Mevlüt Uğur
Mevlüt Uğur Herkesi dinleyin tabi ama kendinizi dinlemeyi de ihmal etmeyin

Herkesi dinleyin tabi ama kendinizi dinlemeyi de ihmal etmeyin

Gençlerimiz ve yaşı ne olursa olsun ben yine okumak istiyorum diyen milyonlarca kişinin girdiği YKS sınav sonucu açıklandı. ÖSYM tercih kılavuzunu yayınladı. Tercih heyecanı ya da stresi sardı herkesi…

Hedefine ulaşan öğrencilerin mutluluğu heyecanı yüzlerinden okunuyor. Konuşurken sözlerine ve kendilerine olan güveni hissedebiliyorsunuz. Yüksek sıralamalarda tercihlerin sonuçlarına dair yerleşme tahmini daha belirgin ve daha net olabiliyor. Fakat sıralama gerilere doğru indikçe bu sefer de heyecan yerini strese bırakıyor.

Tercihlere dair bir bakış açısı takdir sizlerin tabi gençler…

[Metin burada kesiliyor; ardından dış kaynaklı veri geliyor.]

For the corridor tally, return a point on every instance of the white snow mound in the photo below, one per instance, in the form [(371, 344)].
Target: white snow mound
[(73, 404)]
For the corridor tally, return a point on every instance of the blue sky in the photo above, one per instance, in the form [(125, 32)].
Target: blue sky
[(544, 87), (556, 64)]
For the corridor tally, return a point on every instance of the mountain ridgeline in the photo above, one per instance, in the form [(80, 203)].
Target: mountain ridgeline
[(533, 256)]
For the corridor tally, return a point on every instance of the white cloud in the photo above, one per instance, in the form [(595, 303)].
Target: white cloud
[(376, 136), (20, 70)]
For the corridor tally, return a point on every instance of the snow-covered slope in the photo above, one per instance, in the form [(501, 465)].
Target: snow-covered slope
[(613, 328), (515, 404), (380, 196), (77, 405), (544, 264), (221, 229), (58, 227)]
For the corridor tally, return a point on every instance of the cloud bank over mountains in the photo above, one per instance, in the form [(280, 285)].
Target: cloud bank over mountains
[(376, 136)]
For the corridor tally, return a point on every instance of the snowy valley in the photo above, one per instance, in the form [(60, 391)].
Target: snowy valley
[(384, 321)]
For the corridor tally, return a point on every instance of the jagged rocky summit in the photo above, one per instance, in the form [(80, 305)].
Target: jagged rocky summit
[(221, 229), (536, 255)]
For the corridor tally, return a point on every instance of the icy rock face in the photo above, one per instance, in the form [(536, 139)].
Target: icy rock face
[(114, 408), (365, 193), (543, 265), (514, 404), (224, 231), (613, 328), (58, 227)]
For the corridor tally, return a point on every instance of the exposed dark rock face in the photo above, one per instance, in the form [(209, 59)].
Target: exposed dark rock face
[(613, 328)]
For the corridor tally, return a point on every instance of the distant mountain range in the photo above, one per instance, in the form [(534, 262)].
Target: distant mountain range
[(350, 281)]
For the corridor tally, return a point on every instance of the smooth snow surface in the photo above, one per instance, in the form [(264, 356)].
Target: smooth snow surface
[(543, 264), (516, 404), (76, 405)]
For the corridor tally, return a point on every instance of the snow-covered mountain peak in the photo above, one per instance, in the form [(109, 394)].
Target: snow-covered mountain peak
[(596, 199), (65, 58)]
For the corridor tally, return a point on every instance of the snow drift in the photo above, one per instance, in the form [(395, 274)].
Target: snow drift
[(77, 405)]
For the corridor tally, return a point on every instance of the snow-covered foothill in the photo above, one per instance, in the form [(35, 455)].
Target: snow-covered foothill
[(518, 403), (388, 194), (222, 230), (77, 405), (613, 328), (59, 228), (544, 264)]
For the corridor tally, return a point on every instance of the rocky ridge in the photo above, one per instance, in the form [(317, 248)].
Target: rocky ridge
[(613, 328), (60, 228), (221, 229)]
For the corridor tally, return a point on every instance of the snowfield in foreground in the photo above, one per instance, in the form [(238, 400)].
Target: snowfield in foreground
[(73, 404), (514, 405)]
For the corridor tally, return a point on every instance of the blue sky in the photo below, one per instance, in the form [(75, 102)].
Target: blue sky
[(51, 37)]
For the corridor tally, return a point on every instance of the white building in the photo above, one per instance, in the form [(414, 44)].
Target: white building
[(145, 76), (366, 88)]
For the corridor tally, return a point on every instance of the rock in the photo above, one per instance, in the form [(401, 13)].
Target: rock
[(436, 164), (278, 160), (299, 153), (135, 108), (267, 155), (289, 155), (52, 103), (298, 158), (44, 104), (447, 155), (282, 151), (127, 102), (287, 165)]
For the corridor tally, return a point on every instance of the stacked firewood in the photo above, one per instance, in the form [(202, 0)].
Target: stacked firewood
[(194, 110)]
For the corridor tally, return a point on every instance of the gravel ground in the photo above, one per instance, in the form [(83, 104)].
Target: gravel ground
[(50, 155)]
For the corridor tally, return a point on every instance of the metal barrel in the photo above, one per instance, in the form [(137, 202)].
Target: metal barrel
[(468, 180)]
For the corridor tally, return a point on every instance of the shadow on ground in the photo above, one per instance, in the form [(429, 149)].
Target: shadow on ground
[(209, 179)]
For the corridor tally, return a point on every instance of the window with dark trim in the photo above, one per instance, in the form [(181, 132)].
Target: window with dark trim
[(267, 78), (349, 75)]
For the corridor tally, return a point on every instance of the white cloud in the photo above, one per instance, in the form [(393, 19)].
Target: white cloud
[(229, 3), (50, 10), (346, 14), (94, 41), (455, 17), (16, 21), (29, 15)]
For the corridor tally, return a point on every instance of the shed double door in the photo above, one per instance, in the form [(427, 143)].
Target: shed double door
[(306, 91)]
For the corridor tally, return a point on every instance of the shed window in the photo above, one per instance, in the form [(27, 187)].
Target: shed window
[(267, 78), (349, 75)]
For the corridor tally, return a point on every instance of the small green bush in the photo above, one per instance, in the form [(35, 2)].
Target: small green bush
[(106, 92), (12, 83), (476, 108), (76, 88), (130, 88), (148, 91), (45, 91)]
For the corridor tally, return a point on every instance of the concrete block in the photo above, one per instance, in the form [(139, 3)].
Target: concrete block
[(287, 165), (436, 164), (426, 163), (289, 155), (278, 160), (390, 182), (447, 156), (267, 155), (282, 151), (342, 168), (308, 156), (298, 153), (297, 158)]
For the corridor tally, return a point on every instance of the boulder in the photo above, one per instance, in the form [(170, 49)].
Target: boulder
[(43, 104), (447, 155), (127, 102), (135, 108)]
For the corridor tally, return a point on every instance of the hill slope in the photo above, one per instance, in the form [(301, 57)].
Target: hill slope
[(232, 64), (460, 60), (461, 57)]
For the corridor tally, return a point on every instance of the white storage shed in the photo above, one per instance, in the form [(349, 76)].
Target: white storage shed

İstemediğiniz bir bölümü asla yazmayınız. Sıralamanın her neresinde olursa olsun kesinlikle listede yer vermeyin.

İstediğiniz bölümleri önceliksırasına göre yazmanızdır.

Mümkünse bir meslek belirleyebilmişseniz kendinize şehir farkı çok gözetmeksizin şehire rağmen bölümü tercih ediniz.

Sizler için şöyle bir benzetme yapabilirim. Bölüm tercihi eşe benzer; şehir tercihi kaynanaya benzer. Bölümü terkedemezsin fakat şehri terkedebilirsin.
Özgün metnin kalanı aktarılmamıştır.